The MPR was calculated for patients with at least 90 days of observation time during the study period. The MPR was calculated for the period of FY03 after the date of the patient's first lithium or anticonvulsant prescription fill of the year. Days spent in institutional settings were subtracted from the numbers of days' supply the patient should have received in order to take his or her medication as prescribed. In cases in which an individual was on more than one anticonvulsant medication or on both lithium and an anticonvulsant, a weighted average of the MPRs for the two drugs was calculated. MPR calculations were limited to individuals who were taking no more than two medications relevant to the analysis. The MPR, a measure of prescription refills, has been widely utilized in both medical and psychiatric settings as a proxy measure of treatment adherence ( 19 , 20 , 21 , 22 , 23 ), including assessment of adherence in populations with serious mental illness and in bipolar populations specifically ( 24 , 25 ).

Adherence intensity

Individuals who were fully adherent with antipsychotic medication had MPRs higher than .80. Individuals who were partially adherent with antipsychotic medication had MPRs from more than .50 to .80. Individuals who were considered to be nonadherent with medication (proportion of medication taken was so minimal, it was unlikely to have the desired therapeutic effect) had MPRs of .50 or less. Similar methods for categorizing ordinal level of adherence among patients with serious mental illness, including bipolar disorder, have been used by a number of investigator groups ( 25 , 26 , 27 , 28 ). Unlike some other previous reports ( 21 ), a maximum ratio of 1.00 was not applied, because doing so would bias comparisons against agents with a relatively high adherence intensity. Although MPRs greater than 1.00 may also reflect overprescribers ( 26 ), this cannot be determined solely from claims data. For example, MPRs greater than 1.00 were possible in cases in which prescriptions may not have been completely used because of an interim change in dosage.

Statistical analysis

Descriptive statistics were used to characterize demographic and clinical characteristics of patients with bipolar disorder who were given prescriptions for lithium, anticonvulsant medication, or both. Multinomial multiple logistic regression was used to compare demographic and clinical characteristics of patients given prescriptions for lithium without anticonvulsants, anticonvulsants without lithium, or both medications and to compare demographic characteristics, hospitalization rates, and hospital length of stay for patients with full adherence, partial adherence, or nonadherence to lithium or anticonvulsant medication. Sex, age, race, marital status, substance use disorder, comorbid posttraumatic stress disorder (PTSD), and homelessness were included as covariates in the models. Models comparing demographic characteristics also controlled for number of outpatient psychiatric visits during the year. Models comparing hospitalization rates and hospital length of stay among patient groups controlled for psychiatric hospitalization in the previous year and number of outpatient psychiatric visits. Hospital stay analysis included only patients who had hospitalizations during the study period. Wilcoxon tests were used to compare the mean MPR for patients receiving one versus two medications and the mean MPR for patients receiving lithium versus a single anticonvulsant. MPRs for patients on a single medication were compared by drug, by using analysis of variance with a Tukey adjustment for multiple comparisons.

Results

Lithium and anticonvulsant group differences

Table 1 outlines the characteristics of individuals given prescriptions for lithium and anticonvulsant medication. Among individuals who received lithium or anticonvulsant medication, 62.0% (N=27,689) were given prescriptions for anticonvulsant medication without lithium, whereas 27.7% (N=12,348) were given prescriptions for lithium without anticonvulsant medication.

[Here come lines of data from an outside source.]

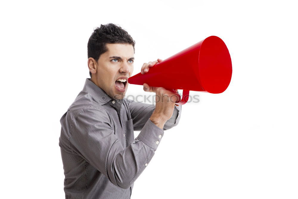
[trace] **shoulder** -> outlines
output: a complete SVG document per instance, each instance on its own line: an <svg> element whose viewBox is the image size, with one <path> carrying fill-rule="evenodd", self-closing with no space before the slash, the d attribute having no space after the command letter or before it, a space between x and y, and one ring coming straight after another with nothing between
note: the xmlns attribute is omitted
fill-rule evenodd
<svg viewBox="0 0 298 199"><path fill-rule="evenodd" d="M94 100L91 94L84 90L79 94L68 111L76 120L78 116L82 116L95 118L109 118L103 107Z"/></svg>

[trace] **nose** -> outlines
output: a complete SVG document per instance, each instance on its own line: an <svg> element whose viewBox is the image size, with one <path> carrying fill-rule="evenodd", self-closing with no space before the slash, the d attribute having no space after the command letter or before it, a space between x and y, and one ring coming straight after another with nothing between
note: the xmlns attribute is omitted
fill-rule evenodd
<svg viewBox="0 0 298 199"><path fill-rule="evenodd" d="M122 73L125 73L125 74L129 73L130 72L129 66L127 63L123 63L122 65L121 68L119 70L120 72Z"/></svg>

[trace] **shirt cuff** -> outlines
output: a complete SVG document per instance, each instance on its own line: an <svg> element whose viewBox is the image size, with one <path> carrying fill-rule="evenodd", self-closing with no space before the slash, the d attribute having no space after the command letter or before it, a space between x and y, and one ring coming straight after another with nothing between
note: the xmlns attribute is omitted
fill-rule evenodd
<svg viewBox="0 0 298 199"><path fill-rule="evenodd" d="M164 132L163 130L153 124L149 119L145 124L137 139L155 151L163 136Z"/></svg>

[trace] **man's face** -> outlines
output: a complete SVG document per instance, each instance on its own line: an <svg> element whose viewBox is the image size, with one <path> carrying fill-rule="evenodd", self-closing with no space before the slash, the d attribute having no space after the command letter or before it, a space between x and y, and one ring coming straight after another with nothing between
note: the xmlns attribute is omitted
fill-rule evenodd
<svg viewBox="0 0 298 199"><path fill-rule="evenodd" d="M134 48L128 44L106 46L108 50L100 56L96 73L92 74L91 80L111 97L122 99L127 89L127 79L134 70Z"/></svg>

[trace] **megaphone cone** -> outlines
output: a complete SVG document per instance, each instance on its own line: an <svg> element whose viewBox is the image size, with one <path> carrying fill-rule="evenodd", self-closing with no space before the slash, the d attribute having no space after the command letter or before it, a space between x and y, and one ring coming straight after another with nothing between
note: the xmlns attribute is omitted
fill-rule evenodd
<svg viewBox="0 0 298 199"><path fill-rule="evenodd" d="M230 54L223 41L211 36L156 64L147 73L130 77L130 84L183 90L181 100L189 91L218 94L229 86L232 75Z"/></svg>

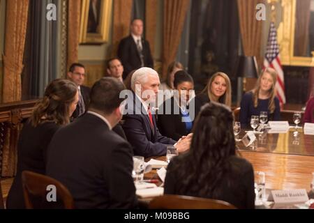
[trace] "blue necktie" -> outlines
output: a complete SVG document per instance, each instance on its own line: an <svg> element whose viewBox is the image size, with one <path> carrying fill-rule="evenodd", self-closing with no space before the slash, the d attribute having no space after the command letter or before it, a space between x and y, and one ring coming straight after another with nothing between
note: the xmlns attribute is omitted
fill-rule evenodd
<svg viewBox="0 0 314 223"><path fill-rule="evenodd" d="M78 116L82 116L85 112L85 103L84 103L83 96L82 95L81 91L79 91L79 101L78 101L78 107L79 107L79 114Z"/></svg>

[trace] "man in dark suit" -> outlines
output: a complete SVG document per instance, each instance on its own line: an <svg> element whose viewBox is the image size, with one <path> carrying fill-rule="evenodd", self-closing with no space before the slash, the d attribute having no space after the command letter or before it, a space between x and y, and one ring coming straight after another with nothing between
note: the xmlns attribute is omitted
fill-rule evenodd
<svg viewBox="0 0 314 223"><path fill-rule="evenodd" d="M179 153L190 148L190 136L176 142L159 132L153 109L159 85L158 74L151 68L140 68L132 76L133 92L128 95L122 127L135 155L165 155L167 146L174 144Z"/></svg>
<svg viewBox="0 0 314 223"><path fill-rule="evenodd" d="M77 118L85 113L89 104L91 89L82 85L85 77L86 73L84 65L75 63L70 66L68 78L77 84L79 89L79 102L75 111L72 115L73 118Z"/></svg>
<svg viewBox="0 0 314 223"><path fill-rule="evenodd" d="M107 74L108 76L119 79L123 82L124 66L119 59L114 57L107 61Z"/></svg>
<svg viewBox="0 0 314 223"><path fill-rule="evenodd" d="M124 67L124 79L133 70L142 67L154 68L149 43L142 37L143 22L135 19L130 25L130 35L122 39L118 47L118 56Z"/></svg>
<svg viewBox="0 0 314 223"><path fill-rule="evenodd" d="M77 208L137 205L131 146L112 131L122 117L124 89L113 77L96 82L87 113L57 131L50 142L46 174L69 190Z"/></svg>

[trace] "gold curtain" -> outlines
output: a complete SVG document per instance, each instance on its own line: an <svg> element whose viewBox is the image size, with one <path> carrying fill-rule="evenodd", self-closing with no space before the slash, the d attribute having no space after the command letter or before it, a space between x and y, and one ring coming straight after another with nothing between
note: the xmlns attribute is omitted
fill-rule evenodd
<svg viewBox="0 0 314 223"><path fill-rule="evenodd" d="M112 56L117 56L119 43L130 33L133 0L114 1Z"/></svg>
<svg viewBox="0 0 314 223"><path fill-rule="evenodd" d="M78 61L81 0L69 0L68 8L67 70L72 63Z"/></svg>
<svg viewBox="0 0 314 223"><path fill-rule="evenodd" d="M146 39L149 43L151 54L154 56L155 49L155 36L157 24L158 0L146 1Z"/></svg>
<svg viewBox="0 0 314 223"><path fill-rule="evenodd" d="M176 57L190 0L165 0L162 77L165 78L169 64Z"/></svg>
<svg viewBox="0 0 314 223"><path fill-rule="evenodd" d="M255 56L259 65L260 56L262 20L256 20L256 6L265 3L264 0L238 0L241 36L245 56Z"/></svg>
<svg viewBox="0 0 314 223"><path fill-rule="evenodd" d="M297 1L294 56L306 56L310 31L311 0Z"/></svg>
<svg viewBox="0 0 314 223"><path fill-rule="evenodd" d="M21 73L25 45L29 0L6 1L6 33L3 55L3 102L21 100ZM3 176L13 176L16 171L18 125L8 128L2 150ZM11 143L10 143L11 142Z"/></svg>
<svg viewBox="0 0 314 223"><path fill-rule="evenodd" d="M21 100L21 73L29 11L29 0L6 1L3 55L3 102Z"/></svg>

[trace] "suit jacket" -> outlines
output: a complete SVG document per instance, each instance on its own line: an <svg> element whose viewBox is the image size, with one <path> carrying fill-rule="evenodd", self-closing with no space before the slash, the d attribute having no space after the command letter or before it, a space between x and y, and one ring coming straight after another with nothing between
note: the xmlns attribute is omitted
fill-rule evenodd
<svg viewBox="0 0 314 223"><path fill-rule="evenodd" d="M200 112L202 107L206 103L210 102L209 98L207 94L200 93L194 98L195 102L195 118Z"/></svg>
<svg viewBox="0 0 314 223"><path fill-rule="evenodd" d="M6 199L7 208L25 208L22 172L29 170L45 174L47 148L59 127L54 123L45 123L36 127L28 122L24 125L17 144L17 170Z"/></svg>
<svg viewBox="0 0 314 223"><path fill-rule="evenodd" d="M152 115L154 128L151 128L149 115L142 107L134 93L128 95L127 114L124 115L122 127L133 148L134 155L144 157L165 155L167 146L176 141L160 134L154 115Z"/></svg>
<svg viewBox="0 0 314 223"><path fill-rule="evenodd" d="M178 174L179 171L184 171L182 163L186 162L186 159L184 158L188 155L189 154L186 153L174 157L169 164L165 179L165 194L201 197L198 191L187 191L184 194L179 192L186 178L179 177ZM254 173L252 164L246 160L235 155L230 156L226 162L230 163L231 169L229 173L225 174L223 180L216 185L219 191L217 192L217 197L212 197L209 195L205 198L225 201L238 208L254 209ZM204 170L200 169L200 173L202 171ZM211 182L207 183L209 184ZM201 187L202 185L200 185L200 188Z"/></svg>
<svg viewBox="0 0 314 223"><path fill-rule="evenodd" d="M83 97L84 104L85 105L85 111L87 111L87 107L89 103L89 93L91 92L91 89L88 86L80 86L82 96ZM79 114L79 105L76 107L75 110L73 112L72 114L72 118L75 118L78 117Z"/></svg>
<svg viewBox="0 0 314 223"><path fill-rule="evenodd" d="M137 203L132 157L126 140L87 113L56 132L46 174L69 190L76 208L132 208Z"/></svg>
<svg viewBox="0 0 314 223"><path fill-rule="evenodd" d="M147 40L142 38L142 54L144 56L144 66L154 68L154 61L151 56L151 48ZM124 66L124 79L133 70L141 68L141 59L137 51L136 43L131 35L123 38L118 47L118 56Z"/></svg>
<svg viewBox="0 0 314 223"><path fill-rule="evenodd" d="M165 112L167 112L165 107L167 104L171 105L170 114ZM158 112L163 112L161 114L158 114L158 123L159 130L163 135L178 141L182 136L190 133L186 130L185 123L182 121L181 109L173 97L163 102L163 107L158 109Z"/></svg>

Table 1 Characteristics of veterans with bipolar disorder given prescriptions for lithium and anticonvulsant medications in fiscal year 2003
Table 1 Characteristics of veterans with bipolar disorder given prescriptions for lithium and anticonvulsant medications in fiscal year 2003
Enlarge table

When the analyses controlled for other covariates in the multinomial logistic regression model, compared with patients given prescriptions for both lithium and anticonvulsant medication, individuals who were given prescriptions for lithium alone were more likely to be older (Wald χ2 =121.4, df=1, p<.001) and nonwhite (Wald χ2 =6.6, df=1, p=.010) and had illness uncomplicated by substance abuse (Wald χ2 =39.2, df=1, p<.001), PTSD (Wald χ2 =41.4, df=1, p<.001) or homelessness (Wald χ2 =11.6, df=1, p<.001). Compared with patients given prescriptions for both lithium and an anticonvulsant, individuals given prescriptions for an anticonvulsant alone were more likely to be older (Wald χ2 =86.9, df=1, p<.001) and nonwhite (Wald χ2 =43.2, df=1, p<.001) and were less likely to be married (Wald χ2 =13.7, df=1, p<.001) or homeless (Wald χ2 =4.0, df=1, p=.047).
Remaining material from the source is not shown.